It’s my decision of whether I want to attend university or not, but why am I getting so much crap?
Yes I want to go back, but I also think I’m not ready to go back just yet. I have friends, family, even strangers telling me, “You should go back and get a degree” easy for you to say. You don’t have to pay the tuition, books fees and all those labs fees, oh and don’t forget the dorm (if I stay on campus), food, and gas. [I feel like I’m forgetting something]
It’s my life anyway, I’ll live it the way I see best. But no, my Papa keeps asking me, ‘when are you going back?’ ‘you should go back or get a full-time job’. Thanks for the encouragement but you’re not helping, not at all. Even if I do go back….what would I do? I don’t exactly have a goal or dream to achieve. Right now I’m trying to decide what to do with my life. Yes, I am working but I don’t want to stay there forever, not exactly enjoying what I’m doing anyway.
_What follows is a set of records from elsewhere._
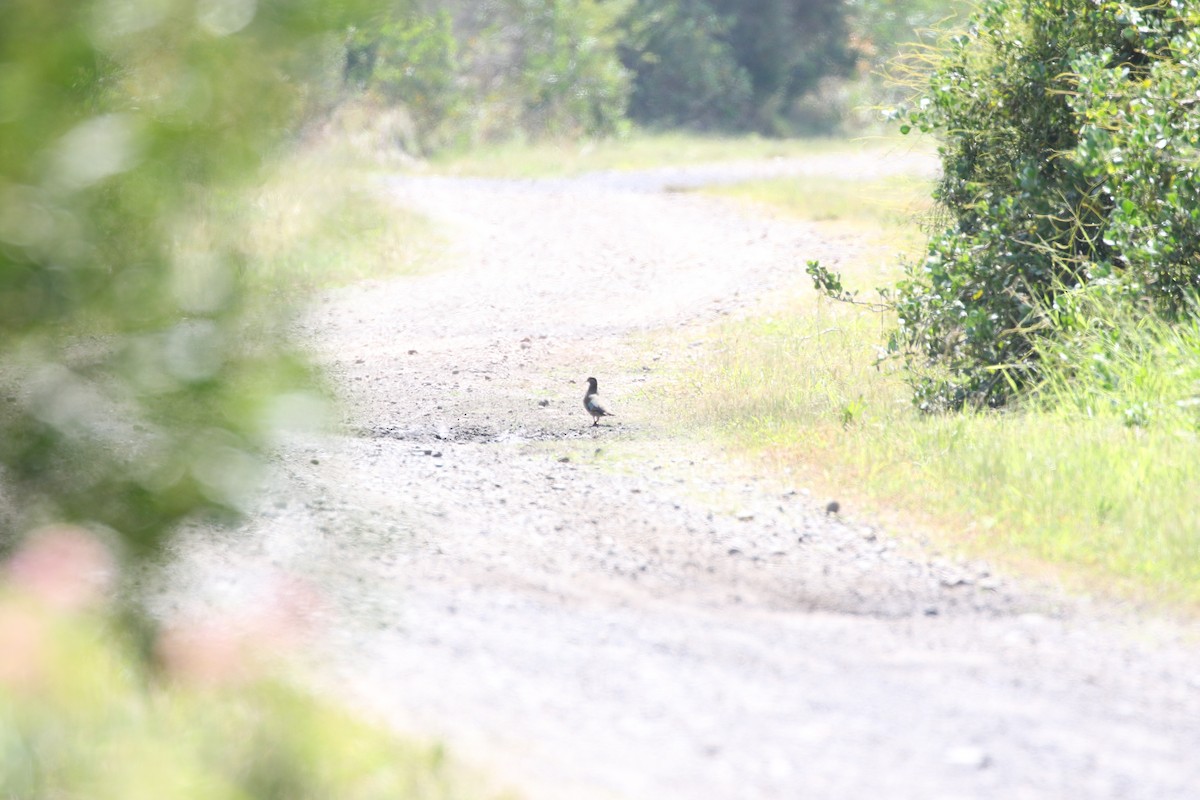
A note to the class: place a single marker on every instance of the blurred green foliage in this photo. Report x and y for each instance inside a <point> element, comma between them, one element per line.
<point>135,386</point>
<point>469,72</point>
<point>82,719</point>
<point>733,65</point>
<point>1068,140</point>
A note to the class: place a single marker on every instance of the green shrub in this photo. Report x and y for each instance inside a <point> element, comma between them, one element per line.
<point>1068,148</point>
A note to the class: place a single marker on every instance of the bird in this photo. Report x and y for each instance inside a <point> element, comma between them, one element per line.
<point>592,403</point>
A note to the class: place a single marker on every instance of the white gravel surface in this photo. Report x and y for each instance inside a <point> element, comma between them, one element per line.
<point>612,613</point>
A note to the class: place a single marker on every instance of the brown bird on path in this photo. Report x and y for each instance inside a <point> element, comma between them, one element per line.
<point>592,403</point>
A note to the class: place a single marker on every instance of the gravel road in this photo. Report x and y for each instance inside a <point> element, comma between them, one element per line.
<point>611,612</point>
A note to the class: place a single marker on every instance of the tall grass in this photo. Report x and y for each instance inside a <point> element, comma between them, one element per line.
<point>318,220</point>
<point>1097,471</point>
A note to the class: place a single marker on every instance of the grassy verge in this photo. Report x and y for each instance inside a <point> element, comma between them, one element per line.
<point>317,221</point>
<point>640,150</point>
<point>1081,476</point>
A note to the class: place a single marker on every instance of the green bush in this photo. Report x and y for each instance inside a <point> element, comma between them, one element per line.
<point>1068,145</point>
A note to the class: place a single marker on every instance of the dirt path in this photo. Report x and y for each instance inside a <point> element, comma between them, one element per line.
<point>611,613</point>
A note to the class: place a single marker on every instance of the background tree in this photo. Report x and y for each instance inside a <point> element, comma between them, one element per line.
<point>748,61</point>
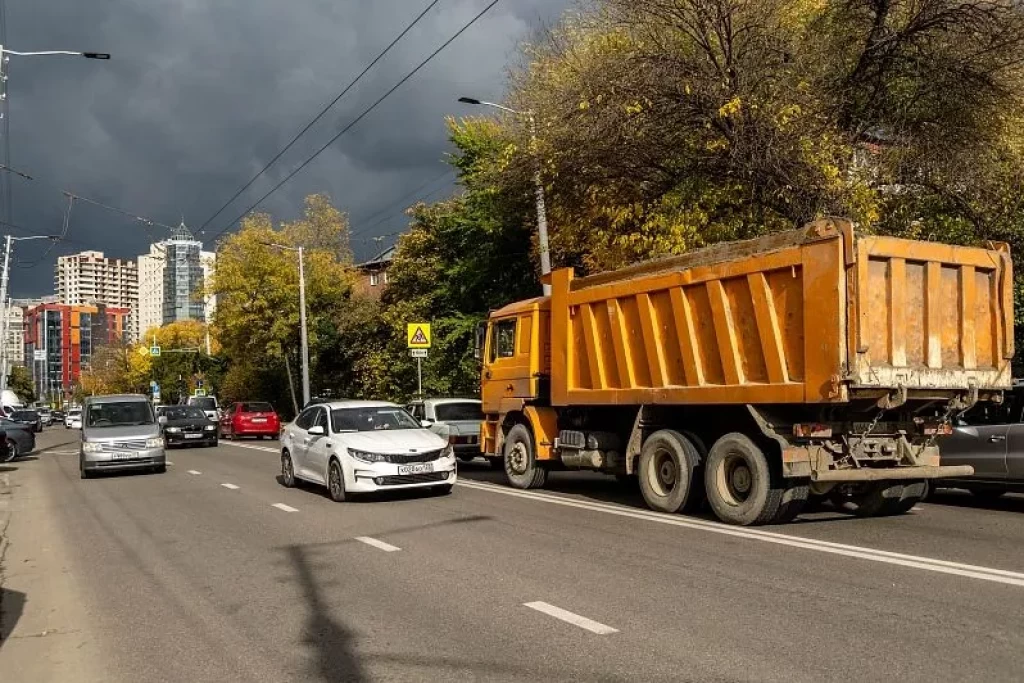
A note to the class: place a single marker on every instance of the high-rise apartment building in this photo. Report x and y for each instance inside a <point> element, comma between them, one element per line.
<point>172,278</point>
<point>89,279</point>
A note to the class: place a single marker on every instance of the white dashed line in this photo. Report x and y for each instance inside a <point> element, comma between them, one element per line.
<point>571,617</point>
<point>380,545</point>
<point>872,554</point>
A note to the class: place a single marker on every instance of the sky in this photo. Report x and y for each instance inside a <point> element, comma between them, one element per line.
<point>200,94</point>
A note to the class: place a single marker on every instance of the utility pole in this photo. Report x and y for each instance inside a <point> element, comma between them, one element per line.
<point>302,321</point>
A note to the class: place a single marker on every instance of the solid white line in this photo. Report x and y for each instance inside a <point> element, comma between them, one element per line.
<point>931,564</point>
<point>573,619</point>
<point>386,547</point>
<point>247,445</point>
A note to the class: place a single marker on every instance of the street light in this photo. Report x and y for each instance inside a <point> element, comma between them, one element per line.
<point>542,212</point>
<point>4,278</point>
<point>302,317</point>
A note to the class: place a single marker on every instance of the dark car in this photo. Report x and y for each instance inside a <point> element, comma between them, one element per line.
<point>186,425</point>
<point>990,438</point>
<point>30,418</point>
<point>19,439</point>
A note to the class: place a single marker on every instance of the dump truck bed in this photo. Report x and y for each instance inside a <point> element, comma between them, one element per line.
<point>813,315</point>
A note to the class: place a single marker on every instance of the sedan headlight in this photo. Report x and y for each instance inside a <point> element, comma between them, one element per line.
<point>368,457</point>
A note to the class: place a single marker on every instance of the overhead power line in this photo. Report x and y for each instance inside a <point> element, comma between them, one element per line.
<point>361,116</point>
<point>320,116</point>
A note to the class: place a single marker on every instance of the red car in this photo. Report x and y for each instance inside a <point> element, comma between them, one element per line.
<point>251,418</point>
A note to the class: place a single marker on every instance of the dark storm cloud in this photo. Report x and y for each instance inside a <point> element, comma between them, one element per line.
<point>201,93</point>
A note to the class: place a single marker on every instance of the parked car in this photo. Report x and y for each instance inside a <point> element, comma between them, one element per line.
<point>252,418</point>
<point>457,420</point>
<point>355,446</point>
<point>46,416</point>
<point>120,432</point>
<point>990,438</point>
<point>187,425</point>
<point>30,418</point>
<point>209,406</point>
<point>19,439</point>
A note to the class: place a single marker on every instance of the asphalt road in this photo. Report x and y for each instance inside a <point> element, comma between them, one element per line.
<point>177,577</point>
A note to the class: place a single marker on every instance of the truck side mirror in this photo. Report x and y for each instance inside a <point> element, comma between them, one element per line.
<point>478,339</point>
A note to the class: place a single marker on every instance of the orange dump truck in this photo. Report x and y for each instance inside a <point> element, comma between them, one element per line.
<point>755,374</point>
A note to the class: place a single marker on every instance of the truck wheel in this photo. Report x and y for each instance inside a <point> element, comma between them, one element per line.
<point>870,499</point>
<point>669,467</point>
<point>743,487</point>
<point>520,463</point>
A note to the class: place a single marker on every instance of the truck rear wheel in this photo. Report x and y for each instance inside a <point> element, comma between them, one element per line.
<point>744,488</point>
<point>669,468</point>
<point>520,460</point>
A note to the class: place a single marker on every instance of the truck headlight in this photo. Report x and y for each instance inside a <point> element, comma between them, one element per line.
<point>368,457</point>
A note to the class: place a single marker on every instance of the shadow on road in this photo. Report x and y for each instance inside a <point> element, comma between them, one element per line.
<point>11,605</point>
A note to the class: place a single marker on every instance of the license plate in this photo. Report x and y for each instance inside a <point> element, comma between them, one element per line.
<point>416,469</point>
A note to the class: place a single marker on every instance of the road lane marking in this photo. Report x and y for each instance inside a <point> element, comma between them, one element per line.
<point>571,617</point>
<point>919,562</point>
<point>253,447</point>
<point>386,547</point>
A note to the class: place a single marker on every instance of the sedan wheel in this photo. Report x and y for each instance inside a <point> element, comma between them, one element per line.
<point>287,470</point>
<point>336,482</point>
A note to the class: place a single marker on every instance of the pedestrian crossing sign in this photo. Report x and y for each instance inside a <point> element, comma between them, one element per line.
<point>418,335</point>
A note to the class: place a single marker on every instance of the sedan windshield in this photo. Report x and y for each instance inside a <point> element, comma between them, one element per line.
<point>120,414</point>
<point>183,413</point>
<point>469,410</point>
<point>371,419</point>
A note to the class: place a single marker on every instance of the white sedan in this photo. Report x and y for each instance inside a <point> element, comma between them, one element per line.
<point>357,446</point>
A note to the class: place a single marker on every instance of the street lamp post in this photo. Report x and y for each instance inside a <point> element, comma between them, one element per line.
<point>302,318</point>
<point>4,278</point>
<point>542,212</point>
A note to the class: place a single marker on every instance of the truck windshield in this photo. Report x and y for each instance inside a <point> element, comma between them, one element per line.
<point>372,419</point>
<point>119,414</point>
<point>469,410</point>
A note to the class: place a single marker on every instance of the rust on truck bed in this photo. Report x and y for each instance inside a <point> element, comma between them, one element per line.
<point>802,316</point>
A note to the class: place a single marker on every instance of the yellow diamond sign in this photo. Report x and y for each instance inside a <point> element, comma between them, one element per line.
<point>418,335</point>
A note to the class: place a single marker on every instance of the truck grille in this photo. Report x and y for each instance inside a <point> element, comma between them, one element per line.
<point>398,479</point>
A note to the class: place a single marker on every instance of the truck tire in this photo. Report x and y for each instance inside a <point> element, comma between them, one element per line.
<point>669,472</point>
<point>870,499</point>
<point>520,462</point>
<point>743,487</point>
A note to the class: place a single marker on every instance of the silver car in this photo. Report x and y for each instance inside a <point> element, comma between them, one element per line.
<point>990,438</point>
<point>457,420</point>
<point>120,433</point>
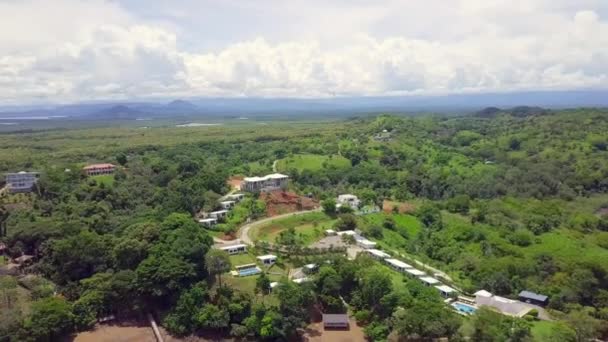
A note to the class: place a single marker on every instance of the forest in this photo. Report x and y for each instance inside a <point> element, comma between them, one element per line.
<point>500,200</point>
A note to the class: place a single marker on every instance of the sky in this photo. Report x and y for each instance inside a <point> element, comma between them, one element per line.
<point>62,51</point>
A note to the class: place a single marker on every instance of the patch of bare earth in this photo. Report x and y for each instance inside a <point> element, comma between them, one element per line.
<point>316,333</point>
<point>403,207</point>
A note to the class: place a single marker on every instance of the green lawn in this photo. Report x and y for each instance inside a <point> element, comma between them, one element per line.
<point>107,180</point>
<point>312,162</point>
<point>309,226</point>
<point>242,259</point>
<point>541,331</point>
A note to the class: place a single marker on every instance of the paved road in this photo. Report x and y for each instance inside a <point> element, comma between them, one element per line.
<point>243,233</point>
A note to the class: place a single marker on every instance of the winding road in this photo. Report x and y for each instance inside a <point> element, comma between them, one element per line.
<point>243,232</point>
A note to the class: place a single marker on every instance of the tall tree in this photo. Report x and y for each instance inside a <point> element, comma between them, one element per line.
<point>217,262</point>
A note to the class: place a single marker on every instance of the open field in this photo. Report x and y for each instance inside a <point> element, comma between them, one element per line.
<point>309,226</point>
<point>312,162</point>
<point>106,180</point>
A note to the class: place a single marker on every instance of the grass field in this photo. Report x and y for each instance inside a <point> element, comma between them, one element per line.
<point>311,162</point>
<point>242,259</point>
<point>107,180</point>
<point>310,227</point>
<point>541,331</point>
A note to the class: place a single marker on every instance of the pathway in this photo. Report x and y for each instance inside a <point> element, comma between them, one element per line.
<point>243,232</point>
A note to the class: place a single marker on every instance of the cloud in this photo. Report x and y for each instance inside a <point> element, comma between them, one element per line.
<point>84,50</point>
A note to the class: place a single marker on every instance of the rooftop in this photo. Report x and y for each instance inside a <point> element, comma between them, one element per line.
<point>445,288</point>
<point>532,295</point>
<point>429,280</point>
<point>267,177</point>
<point>335,318</point>
<point>415,272</point>
<point>398,263</point>
<point>267,257</point>
<point>98,166</point>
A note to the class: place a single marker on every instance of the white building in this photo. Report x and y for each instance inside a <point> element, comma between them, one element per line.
<point>227,204</point>
<point>234,249</point>
<point>415,273</point>
<point>429,281</point>
<point>218,215</point>
<point>398,265</point>
<point>365,243</point>
<point>378,254</point>
<point>275,181</point>
<point>446,291</point>
<point>21,181</point>
<point>236,197</point>
<point>268,259</point>
<point>349,200</point>
<point>208,222</point>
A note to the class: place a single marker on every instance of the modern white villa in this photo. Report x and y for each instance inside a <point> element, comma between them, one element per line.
<point>234,249</point>
<point>398,265</point>
<point>21,181</point>
<point>268,259</point>
<point>349,200</point>
<point>275,181</point>
<point>208,222</point>
<point>378,254</point>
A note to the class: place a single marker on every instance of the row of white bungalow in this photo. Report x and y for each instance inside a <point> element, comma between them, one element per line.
<point>407,269</point>
<point>216,216</point>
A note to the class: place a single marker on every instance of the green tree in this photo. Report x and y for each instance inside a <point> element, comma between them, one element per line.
<point>218,262</point>
<point>329,206</point>
<point>50,318</point>
<point>262,284</point>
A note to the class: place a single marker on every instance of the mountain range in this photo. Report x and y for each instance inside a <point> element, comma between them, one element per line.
<point>225,107</point>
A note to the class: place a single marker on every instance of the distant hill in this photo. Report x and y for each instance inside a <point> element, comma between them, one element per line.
<point>118,112</point>
<point>181,105</point>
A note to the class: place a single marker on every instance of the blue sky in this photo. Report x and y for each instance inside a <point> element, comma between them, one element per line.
<point>72,50</point>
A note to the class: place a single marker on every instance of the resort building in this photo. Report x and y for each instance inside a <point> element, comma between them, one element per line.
<point>378,254</point>
<point>335,321</point>
<point>275,181</point>
<point>21,181</point>
<point>365,243</point>
<point>236,197</point>
<point>533,298</point>
<point>330,232</point>
<point>412,272</point>
<point>429,281</point>
<point>504,305</point>
<point>208,222</point>
<point>398,265</point>
<point>227,204</point>
<point>268,259</point>
<point>99,169</point>
<point>446,291</point>
<point>234,249</point>
<point>349,200</point>
<point>301,280</point>
<point>218,215</point>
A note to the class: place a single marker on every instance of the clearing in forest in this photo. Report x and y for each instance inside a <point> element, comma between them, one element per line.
<point>311,162</point>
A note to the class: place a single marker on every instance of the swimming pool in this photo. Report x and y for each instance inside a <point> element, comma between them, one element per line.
<point>464,308</point>
<point>249,271</point>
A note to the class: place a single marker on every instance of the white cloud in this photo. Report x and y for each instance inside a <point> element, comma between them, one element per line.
<point>81,50</point>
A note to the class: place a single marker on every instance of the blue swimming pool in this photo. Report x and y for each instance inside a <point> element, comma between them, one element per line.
<point>249,271</point>
<point>464,308</point>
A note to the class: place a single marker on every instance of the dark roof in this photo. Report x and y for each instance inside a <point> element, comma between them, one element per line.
<point>335,318</point>
<point>532,295</point>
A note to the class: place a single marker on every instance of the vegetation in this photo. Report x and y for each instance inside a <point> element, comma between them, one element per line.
<point>509,202</point>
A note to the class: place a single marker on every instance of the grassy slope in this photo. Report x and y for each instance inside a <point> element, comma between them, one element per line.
<point>303,224</point>
<point>311,162</point>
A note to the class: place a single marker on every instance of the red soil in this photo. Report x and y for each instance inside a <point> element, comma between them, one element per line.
<point>280,202</point>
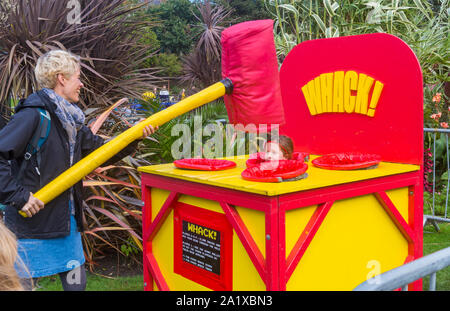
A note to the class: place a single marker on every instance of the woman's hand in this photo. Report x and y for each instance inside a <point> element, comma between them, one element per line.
<point>33,206</point>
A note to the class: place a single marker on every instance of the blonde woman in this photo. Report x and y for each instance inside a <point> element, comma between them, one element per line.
<point>49,240</point>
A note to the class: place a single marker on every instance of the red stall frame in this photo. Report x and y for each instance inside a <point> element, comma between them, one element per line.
<point>273,270</point>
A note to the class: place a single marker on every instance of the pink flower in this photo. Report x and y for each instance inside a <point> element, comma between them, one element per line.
<point>437,98</point>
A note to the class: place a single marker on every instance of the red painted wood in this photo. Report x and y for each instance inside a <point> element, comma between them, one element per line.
<point>246,239</point>
<point>161,217</point>
<point>272,246</point>
<point>306,237</point>
<point>215,221</point>
<point>147,245</point>
<point>234,197</point>
<point>339,192</point>
<point>396,217</point>
<point>152,265</point>
<point>396,130</point>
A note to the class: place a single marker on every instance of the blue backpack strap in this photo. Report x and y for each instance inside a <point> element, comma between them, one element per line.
<point>37,140</point>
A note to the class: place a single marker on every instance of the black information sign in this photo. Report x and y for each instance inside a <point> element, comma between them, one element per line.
<point>201,247</point>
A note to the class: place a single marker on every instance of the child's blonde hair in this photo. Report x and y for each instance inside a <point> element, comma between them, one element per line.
<point>9,280</point>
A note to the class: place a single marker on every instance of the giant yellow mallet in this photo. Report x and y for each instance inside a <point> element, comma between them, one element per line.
<point>251,90</point>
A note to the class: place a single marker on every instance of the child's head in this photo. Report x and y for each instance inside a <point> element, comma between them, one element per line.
<point>8,255</point>
<point>279,151</point>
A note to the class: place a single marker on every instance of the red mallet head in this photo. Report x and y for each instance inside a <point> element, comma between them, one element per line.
<point>249,60</point>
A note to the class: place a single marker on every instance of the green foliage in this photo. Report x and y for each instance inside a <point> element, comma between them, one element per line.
<point>175,32</point>
<point>168,64</point>
<point>246,10</point>
<point>423,27</point>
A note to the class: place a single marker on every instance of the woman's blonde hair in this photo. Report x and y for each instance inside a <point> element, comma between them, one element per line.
<point>53,63</point>
<point>9,280</point>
I know that I gotta re-take about 6 or 7 different courses, but what should I do after that???? My senior year in HS I thought about being a teacher, teaching English in a foreign country; that wasnt my dream when I was younger though. After 4th Grade I just wanted to be a teacher, that has been my dream ever since, until I went to Southern Adventist University. My first year, I pretty much decided teaching wasn’t for me, so (like an idiot) my 2nd Year I took alot of random classes and failed some in the process. So………… Yeah IDIOTIC for sure!!!!
Well now what am I going to do? I’m pretty much on academic probation, so if I go back I can only take a certain amount of credit hours and pray that I don’t fail them.
I’m not even sure college is for me.